Il y avait un homme d’environ quarante ans qui restait assis des heures au bord de ma couchette, pour me parler de sa femme et de son enfant. C’était un pêcheur, que la perte de son bateau avait contraint à naviguer au long cours. Or, des années ont beau s’être écoulées depuis, je ne l’ai pas oublié. Sa femme (qui était « jeune par rapport à lui », me répétait-il) attendit en vain le retour de son homme ; jamais plus il ne devait allumer le feu pour elle le matin, ni veiller l’enfant aux jours de maladie. En réalité, la plupart de ces pauvres gens (comme l’événement le montra) faisaient leur dernier voyage ; la mer profonde et ses poissons cannibales les ont reçus ; et il n’est pas généreux de mal parler des morts.

Entre autres bons tours qu’ils me firent, ils me restituèrent mon argent, qui avait été partagé entre eux ; il en manquait environ un tiers, à vrai dire, mais je fus bien aise de le ravoir, car j’en attendais grand bien dans le pays où j’allais. Le navire était frété pour les Carolines ; et il ne faut pas croire que j’y allais simplement comme exilé. Le commerce était déjà beaucoup réduit ; depuis lors, et avec la révolte des colonies et la formation des États-Unis, il a naturellement cessé ; mais en ce temps de ma jeunesse, des Blancs étaient vendus comme esclaves dans les plantations, et c’était le sort auquel mon méchant oncle m’avait condamné.

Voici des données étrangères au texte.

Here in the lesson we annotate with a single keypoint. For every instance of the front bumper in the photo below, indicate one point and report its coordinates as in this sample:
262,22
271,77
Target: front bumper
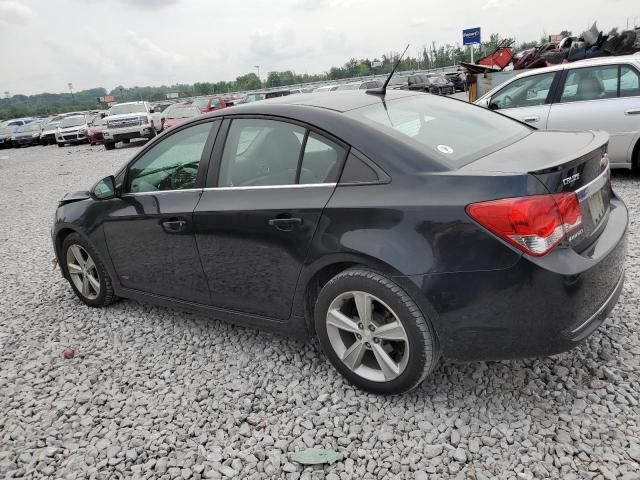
129,133
71,138
535,308
25,141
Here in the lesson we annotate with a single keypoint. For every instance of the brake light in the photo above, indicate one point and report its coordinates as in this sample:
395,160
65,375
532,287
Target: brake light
533,224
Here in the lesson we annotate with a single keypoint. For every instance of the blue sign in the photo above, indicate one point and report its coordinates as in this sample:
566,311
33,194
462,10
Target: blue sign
471,36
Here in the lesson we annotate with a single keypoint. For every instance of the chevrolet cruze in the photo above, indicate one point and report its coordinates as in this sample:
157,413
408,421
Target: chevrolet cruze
399,229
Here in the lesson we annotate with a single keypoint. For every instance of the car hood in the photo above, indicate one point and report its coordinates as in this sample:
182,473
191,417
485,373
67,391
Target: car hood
74,197
124,116
71,129
25,134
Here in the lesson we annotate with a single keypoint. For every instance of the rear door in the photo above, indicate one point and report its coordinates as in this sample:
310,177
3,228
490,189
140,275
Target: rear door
264,198
526,99
604,97
149,226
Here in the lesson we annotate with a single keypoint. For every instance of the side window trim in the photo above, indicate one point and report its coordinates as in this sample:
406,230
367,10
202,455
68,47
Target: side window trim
213,174
202,166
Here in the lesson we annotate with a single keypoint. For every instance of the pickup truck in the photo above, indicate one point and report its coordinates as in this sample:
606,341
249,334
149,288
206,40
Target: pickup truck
126,121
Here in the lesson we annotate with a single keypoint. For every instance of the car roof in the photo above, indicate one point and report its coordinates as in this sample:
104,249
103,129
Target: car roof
590,62
338,101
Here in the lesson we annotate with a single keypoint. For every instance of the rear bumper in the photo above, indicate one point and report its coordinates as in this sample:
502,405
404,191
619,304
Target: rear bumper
537,307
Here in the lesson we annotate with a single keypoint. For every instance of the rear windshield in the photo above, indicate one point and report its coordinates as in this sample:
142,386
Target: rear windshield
128,108
451,130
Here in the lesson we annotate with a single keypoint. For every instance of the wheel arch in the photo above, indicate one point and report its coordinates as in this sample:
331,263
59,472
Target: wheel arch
316,275
635,157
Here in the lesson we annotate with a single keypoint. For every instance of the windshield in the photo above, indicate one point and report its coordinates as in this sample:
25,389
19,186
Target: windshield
128,108
182,112
201,103
72,122
450,130
28,128
438,80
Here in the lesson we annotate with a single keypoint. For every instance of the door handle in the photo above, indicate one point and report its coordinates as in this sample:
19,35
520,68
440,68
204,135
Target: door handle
285,223
174,225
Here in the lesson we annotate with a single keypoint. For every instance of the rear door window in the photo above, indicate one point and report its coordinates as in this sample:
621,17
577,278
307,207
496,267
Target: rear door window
629,82
260,152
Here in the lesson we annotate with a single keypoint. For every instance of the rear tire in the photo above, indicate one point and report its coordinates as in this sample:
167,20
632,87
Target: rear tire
392,350
86,273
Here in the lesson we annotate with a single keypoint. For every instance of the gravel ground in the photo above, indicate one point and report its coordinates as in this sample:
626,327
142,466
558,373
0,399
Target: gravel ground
156,393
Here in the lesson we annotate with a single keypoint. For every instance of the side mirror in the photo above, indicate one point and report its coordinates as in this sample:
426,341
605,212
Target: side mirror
104,189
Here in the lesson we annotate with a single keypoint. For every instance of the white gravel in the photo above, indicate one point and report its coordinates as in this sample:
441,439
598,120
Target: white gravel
157,393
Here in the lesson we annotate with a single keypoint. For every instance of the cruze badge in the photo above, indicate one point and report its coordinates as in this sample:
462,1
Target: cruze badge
571,179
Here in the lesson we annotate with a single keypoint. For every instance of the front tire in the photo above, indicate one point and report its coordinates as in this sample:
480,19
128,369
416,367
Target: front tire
86,272
373,333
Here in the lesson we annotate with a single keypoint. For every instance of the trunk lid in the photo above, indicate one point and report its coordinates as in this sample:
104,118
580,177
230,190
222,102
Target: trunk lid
562,162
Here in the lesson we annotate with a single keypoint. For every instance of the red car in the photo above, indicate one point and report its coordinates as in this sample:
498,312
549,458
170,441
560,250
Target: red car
178,113
209,104
94,134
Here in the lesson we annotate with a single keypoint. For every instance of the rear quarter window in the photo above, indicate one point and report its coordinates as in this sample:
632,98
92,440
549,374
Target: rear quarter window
454,132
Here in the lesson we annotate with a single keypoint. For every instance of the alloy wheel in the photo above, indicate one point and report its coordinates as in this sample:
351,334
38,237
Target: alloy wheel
83,272
367,336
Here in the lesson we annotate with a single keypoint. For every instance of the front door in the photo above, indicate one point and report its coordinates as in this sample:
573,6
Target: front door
149,227
526,99
254,227
606,97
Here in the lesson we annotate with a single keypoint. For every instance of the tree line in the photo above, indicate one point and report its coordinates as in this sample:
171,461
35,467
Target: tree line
427,56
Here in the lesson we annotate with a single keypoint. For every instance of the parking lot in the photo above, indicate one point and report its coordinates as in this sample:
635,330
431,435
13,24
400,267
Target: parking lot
157,393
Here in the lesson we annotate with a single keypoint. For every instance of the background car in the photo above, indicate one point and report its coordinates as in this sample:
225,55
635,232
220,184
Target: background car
27,135
73,129
383,226
596,94
439,85
178,113
360,85
209,104
326,88
459,80
94,133
49,128
5,136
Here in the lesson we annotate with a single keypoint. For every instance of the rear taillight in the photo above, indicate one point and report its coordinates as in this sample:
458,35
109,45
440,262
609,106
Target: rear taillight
534,224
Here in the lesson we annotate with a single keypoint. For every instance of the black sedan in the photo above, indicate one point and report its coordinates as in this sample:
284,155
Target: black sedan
399,230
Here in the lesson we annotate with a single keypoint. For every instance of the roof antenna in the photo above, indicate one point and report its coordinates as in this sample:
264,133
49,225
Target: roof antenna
382,91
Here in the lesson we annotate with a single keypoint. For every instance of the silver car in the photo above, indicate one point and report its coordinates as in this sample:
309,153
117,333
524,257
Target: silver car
595,94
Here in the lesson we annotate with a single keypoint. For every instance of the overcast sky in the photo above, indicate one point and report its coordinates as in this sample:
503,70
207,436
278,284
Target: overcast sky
104,43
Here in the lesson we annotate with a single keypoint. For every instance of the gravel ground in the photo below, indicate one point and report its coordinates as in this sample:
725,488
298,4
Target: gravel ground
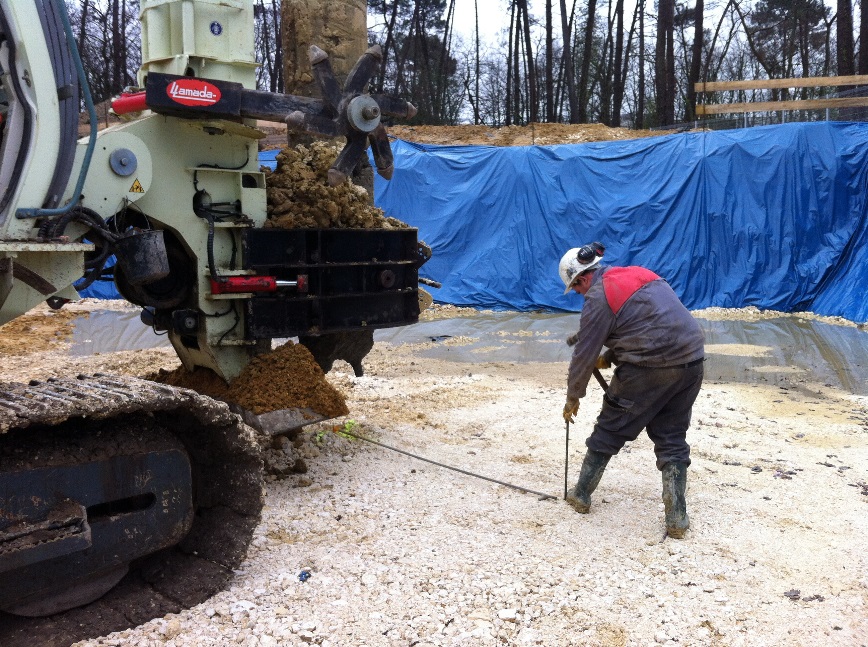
371,547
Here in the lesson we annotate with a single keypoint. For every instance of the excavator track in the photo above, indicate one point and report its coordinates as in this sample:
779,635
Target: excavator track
121,500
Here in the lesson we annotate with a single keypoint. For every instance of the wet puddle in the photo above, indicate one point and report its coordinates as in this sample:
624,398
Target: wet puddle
784,350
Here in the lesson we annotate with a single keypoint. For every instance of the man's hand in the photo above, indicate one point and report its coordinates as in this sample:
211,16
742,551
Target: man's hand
571,408
605,359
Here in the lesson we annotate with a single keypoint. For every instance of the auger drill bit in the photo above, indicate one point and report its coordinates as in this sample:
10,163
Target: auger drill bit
352,113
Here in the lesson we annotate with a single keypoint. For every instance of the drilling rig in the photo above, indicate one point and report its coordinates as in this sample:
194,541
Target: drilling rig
98,473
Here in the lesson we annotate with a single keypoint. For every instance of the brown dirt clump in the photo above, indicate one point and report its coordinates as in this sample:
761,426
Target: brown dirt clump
299,195
32,333
532,135
286,378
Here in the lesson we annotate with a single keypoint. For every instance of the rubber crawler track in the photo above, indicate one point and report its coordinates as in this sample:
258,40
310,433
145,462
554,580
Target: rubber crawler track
227,482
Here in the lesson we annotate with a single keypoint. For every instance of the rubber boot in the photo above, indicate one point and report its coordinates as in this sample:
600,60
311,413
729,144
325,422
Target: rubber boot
674,501
589,478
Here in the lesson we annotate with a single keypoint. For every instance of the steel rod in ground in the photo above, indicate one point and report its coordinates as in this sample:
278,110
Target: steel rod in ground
567,461
542,495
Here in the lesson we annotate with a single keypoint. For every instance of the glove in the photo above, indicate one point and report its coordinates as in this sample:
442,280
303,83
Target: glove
571,408
605,359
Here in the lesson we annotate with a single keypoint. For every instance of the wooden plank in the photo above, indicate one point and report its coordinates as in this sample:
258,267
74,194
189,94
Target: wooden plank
763,84
771,106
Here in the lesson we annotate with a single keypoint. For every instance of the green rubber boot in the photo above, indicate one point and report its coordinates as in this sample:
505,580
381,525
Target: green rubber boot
674,501
589,478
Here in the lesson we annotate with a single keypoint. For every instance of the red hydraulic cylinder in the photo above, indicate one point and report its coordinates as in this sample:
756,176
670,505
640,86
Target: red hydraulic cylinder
129,102
238,284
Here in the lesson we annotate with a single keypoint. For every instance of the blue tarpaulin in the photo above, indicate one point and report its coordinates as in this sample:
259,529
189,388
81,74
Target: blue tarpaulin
773,217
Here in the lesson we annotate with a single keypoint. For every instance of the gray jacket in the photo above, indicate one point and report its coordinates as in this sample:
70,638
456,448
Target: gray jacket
651,328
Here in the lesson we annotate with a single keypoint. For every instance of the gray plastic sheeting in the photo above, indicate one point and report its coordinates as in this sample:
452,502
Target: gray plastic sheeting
785,350
110,331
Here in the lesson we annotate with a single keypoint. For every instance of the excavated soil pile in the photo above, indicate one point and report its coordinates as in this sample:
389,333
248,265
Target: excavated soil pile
299,195
32,333
286,378
531,135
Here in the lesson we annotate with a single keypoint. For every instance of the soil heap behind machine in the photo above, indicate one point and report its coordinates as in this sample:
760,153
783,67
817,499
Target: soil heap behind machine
96,472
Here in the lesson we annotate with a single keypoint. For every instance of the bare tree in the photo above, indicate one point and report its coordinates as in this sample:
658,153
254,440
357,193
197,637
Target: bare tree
584,74
569,73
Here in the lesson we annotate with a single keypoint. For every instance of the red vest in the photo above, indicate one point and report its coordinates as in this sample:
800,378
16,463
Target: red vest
620,283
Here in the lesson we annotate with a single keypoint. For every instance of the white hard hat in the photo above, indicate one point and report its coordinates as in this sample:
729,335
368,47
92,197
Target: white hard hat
578,260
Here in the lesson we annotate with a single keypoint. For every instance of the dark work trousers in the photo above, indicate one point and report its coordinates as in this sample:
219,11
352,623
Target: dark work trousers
659,399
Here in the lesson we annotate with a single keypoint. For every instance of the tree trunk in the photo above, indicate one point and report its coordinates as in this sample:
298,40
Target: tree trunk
476,118
531,67
569,72
550,56
664,65
846,66
337,26
586,62
640,108
863,42
695,61
618,83
510,82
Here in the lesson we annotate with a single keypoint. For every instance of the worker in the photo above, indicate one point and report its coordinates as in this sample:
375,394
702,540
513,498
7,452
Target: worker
633,317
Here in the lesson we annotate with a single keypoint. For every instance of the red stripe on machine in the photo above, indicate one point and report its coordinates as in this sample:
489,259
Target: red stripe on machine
621,283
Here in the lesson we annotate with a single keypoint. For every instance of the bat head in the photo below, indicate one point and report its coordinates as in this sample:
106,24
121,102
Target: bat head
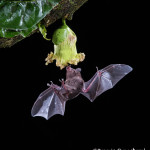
74,81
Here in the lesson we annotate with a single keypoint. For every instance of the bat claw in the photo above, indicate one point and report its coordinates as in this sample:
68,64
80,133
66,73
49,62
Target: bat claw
97,68
61,80
51,83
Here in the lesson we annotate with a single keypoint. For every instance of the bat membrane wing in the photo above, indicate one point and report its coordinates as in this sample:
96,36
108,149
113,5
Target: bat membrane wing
48,104
104,79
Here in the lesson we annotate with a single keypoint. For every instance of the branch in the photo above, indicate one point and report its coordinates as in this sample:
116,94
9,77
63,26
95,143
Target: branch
65,8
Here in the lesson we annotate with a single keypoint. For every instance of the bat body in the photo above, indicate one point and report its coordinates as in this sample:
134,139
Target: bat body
52,101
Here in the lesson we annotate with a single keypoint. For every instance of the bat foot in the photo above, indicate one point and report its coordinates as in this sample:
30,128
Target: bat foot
49,84
97,68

Le mousse Ransome (qui m’avait le premier parlé de ces atrocités) arrivait parfois de la dunette où il couchait et avait son service, tantôt avec un membre cruellement meurtri, qu’il serrait contre lui sans se plaindre, et tantôt dans des rages folles contre M. Shuan. J’en avais le cœur navré ; mais les hommes tenaient en grande estime le premier officier, qui était, disaient-ils, « le seul marin de toute la bande, et pas si mauvais que ça, une fois sobre ». De fait, je découvris qu’il y avait entre nos deux seconds un singulier contraste : M. Riach était morose, hargneux et féroce quand il était sobre, et M. Shuan n’aurait pas fait de mal à une mouche si ce n’est après avoir bu. Quant au capitaine, on me dit que la boisson n’avait aucune prise sur cet homme de fer.